Right Audience. Wrong Response.
Camp
Dir:
Todd Graf Starring: talented young unknowns.
Underworld
Dir:
Len Wiseman Starring: Kate Beckinsale, Scott Speedman

 

Prologue: Your first thought will no doubt be: "What could these two films possibly have in common?" The answer is this: I am the perfect audience for both. I love musicals and anything to do with "theatah people". I also love vampires and supernatural stuff (Witness my undying devotion to Buffy the Vampire Slayer). But unfortunately the most receptive audience member can turn on you if you can't deliver the goods.



Camp signals both its pleasure and pain inducing qualities right from the opening number ...and come to think of it, in most of the subsequent numbers as well. The intro is a spectacularly sung (by Sasha Allen) gospel number "How Shall I See You Through My Tears" which is, unfortunately, juxtaposed clumsily with that ol' sympathetic standby ---images of a kid getting beat up at high school for simply being himself. The movie is painfully literal throughout, never trusting the audience to get the not-at-all-difficult-to-grasp emotional content of the songs themselves.

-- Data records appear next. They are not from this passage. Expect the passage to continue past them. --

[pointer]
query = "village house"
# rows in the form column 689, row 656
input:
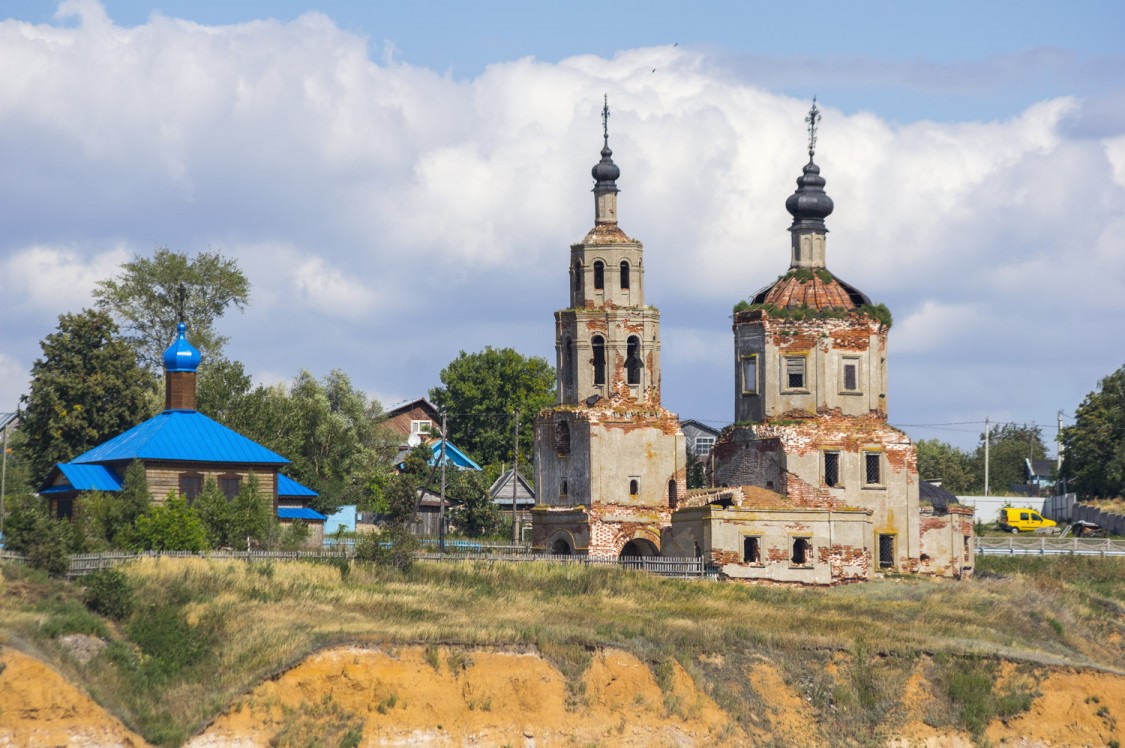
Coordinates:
column 180, row 448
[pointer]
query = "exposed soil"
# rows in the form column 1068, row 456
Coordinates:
column 443, row 696
column 39, row 708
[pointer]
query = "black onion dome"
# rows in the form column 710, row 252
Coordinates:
column 809, row 205
column 605, row 172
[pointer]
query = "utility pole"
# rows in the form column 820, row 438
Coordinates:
column 441, row 507
column 515, row 478
column 986, row 454
column 3, row 471
column 1059, row 447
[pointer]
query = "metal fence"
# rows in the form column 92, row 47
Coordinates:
column 82, row 564
column 1047, row 546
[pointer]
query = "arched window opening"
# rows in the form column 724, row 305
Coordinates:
column 568, row 362
column 632, row 360
column 599, row 345
column 563, row 439
column 801, row 550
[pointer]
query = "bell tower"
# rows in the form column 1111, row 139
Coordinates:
column 608, row 341
column 610, row 460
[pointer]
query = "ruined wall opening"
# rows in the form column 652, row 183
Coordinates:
column 563, row 438
column 599, row 345
column 632, row 360
column 831, row 469
column 802, row 551
column 639, row 547
column 885, row 551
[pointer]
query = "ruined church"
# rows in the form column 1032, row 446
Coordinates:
column 811, row 485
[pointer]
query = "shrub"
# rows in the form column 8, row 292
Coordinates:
column 108, row 593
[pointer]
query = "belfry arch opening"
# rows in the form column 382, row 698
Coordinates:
column 599, row 347
column 632, row 360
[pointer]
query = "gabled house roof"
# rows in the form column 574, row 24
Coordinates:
column 501, row 490
column 180, row 435
column 82, row 477
column 699, row 425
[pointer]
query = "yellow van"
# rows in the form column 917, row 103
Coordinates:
column 1022, row 520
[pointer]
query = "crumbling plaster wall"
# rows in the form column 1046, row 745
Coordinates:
column 840, row 542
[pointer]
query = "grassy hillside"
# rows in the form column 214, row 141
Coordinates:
column 200, row 633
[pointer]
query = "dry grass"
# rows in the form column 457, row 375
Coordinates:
column 248, row 621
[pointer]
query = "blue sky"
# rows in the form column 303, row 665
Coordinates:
column 403, row 180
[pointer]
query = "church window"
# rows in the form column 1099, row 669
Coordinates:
column 802, row 551
column 872, row 465
column 752, row 549
column 632, row 360
column 228, row 485
column 851, row 375
column 563, row 438
column 568, row 363
column 191, row 485
column 794, row 371
column 599, row 345
column 831, row 469
column 749, row 375
column 885, row 551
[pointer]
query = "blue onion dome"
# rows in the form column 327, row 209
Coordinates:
column 181, row 356
column 809, row 205
column 605, row 172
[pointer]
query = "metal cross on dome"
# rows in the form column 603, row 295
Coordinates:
column 811, row 120
column 605, row 117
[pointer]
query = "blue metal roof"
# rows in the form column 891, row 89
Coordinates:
column 299, row 513
column 289, row 488
column 453, row 456
column 87, row 477
column 181, row 435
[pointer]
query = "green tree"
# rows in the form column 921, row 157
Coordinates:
column 28, row 529
column 482, row 390
column 1009, row 445
column 217, row 514
column 145, row 299
column 171, row 526
column 252, row 516
column 86, row 389
column 1094, row 457
column 939, row 460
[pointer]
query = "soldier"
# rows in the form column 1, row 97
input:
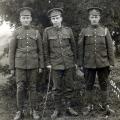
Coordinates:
column 60, row 55
column 96, row 56
column 26, row 60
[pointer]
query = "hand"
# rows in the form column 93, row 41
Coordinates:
column 76, row 66
column 12, row 72
column 40, row 70
column 49, row 66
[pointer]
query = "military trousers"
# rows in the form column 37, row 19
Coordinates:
column 63, row 87
column 90, row 76
column 26, row 81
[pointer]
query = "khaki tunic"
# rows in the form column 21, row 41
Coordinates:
column 25, row 49
column 95, row 47
column 59, row 47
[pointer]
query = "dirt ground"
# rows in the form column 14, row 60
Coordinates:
column 8, row 103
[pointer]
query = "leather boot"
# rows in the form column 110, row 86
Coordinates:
column 35, row 115
column 55, row 114
column 19, row 115
column 88, row 109
column 71, row 111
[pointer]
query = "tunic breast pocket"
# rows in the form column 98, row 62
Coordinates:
column 89, row 39
column 20, row 41
column 101, row 39
column 32, row 40
column 53, row 41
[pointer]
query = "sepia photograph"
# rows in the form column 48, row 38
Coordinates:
column 59, row 59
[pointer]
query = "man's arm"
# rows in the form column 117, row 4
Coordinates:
column 81, row 47
column 73, row 46
column 110, row 47
column 40, row 50
column 46, row 48
column 12, row 51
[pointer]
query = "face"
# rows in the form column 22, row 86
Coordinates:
column 94, row 19
column 56, row 20
column 25, row 20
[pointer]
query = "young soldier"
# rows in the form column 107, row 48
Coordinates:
column 60, row 54
column 96, row 56
column 26, row 59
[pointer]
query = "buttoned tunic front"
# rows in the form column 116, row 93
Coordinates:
column 59, row 47
column 26, row 51
column 95, row 47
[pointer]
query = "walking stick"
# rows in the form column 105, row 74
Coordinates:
column 46, row 97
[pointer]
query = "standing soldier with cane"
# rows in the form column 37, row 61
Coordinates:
column 60, row 55
column 96, row 55
column 26, row 59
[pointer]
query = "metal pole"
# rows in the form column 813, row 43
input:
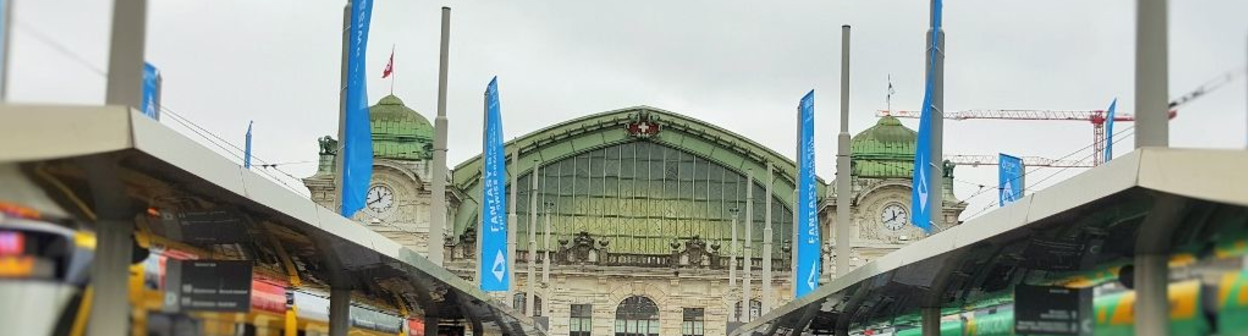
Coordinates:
column 512, row 222
column 340, row 311
column 796, row 226
column 1152, row 95
column 844, row 189
column 533, row 241
column 110, row 291
column 748, row 267
column 1152, row 129
column 768, row 236
column 438, row 209
column 937, row 123
column 342, row 109
column 546, row 261
column 4, row 48
column 731, row 266
column 481, row 226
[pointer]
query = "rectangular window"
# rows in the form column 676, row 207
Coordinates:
column 694, row 322
column 582, row 320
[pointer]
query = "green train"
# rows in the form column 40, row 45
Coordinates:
column 1194, row 310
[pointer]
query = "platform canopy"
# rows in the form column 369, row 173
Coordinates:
column 1176, row 201
column 164, row 171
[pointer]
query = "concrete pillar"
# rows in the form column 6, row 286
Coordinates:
column 438, row 207
column 340, row 311
column 930, row 321
column 1152, row 91
column 110, row 269
column 126, row 53
column 844, row 189
column 431, row 325
column 1152, row 306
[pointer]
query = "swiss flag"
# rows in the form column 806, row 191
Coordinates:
column 390, row 66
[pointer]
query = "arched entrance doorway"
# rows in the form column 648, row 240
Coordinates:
column 637, row 316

Another great number toward the finale, the cheesy but undeniably enjoyable "Here's Where I Stand", also runs into ruin. The song is sung by one of the main characters, a shy but powerhouse singer (Tiffany Taylor as "Jenna") whose parents (who we meet very briefly at the beginning) have routinely dismissed and demeaned her. We understand from the beginning of the film that she wants her parents to accept her as is and that they don't. During her moving number, the editing cuts constantly to long reaction shots of her parents so that the lyrics become more loaded with specific meanings than even a toddler would need to understand what's happening in the scene. The song is a culmination of the singer's whole character arc ---now she has the confidence to tell her parents how she feels. Yet the filmmaking team doesn't seem to understand that the song is about the singer. It's not about her parents at all. But Camp, as a film, is like this; It hits a difficult, beautiful high note and then trips during a simple dance move.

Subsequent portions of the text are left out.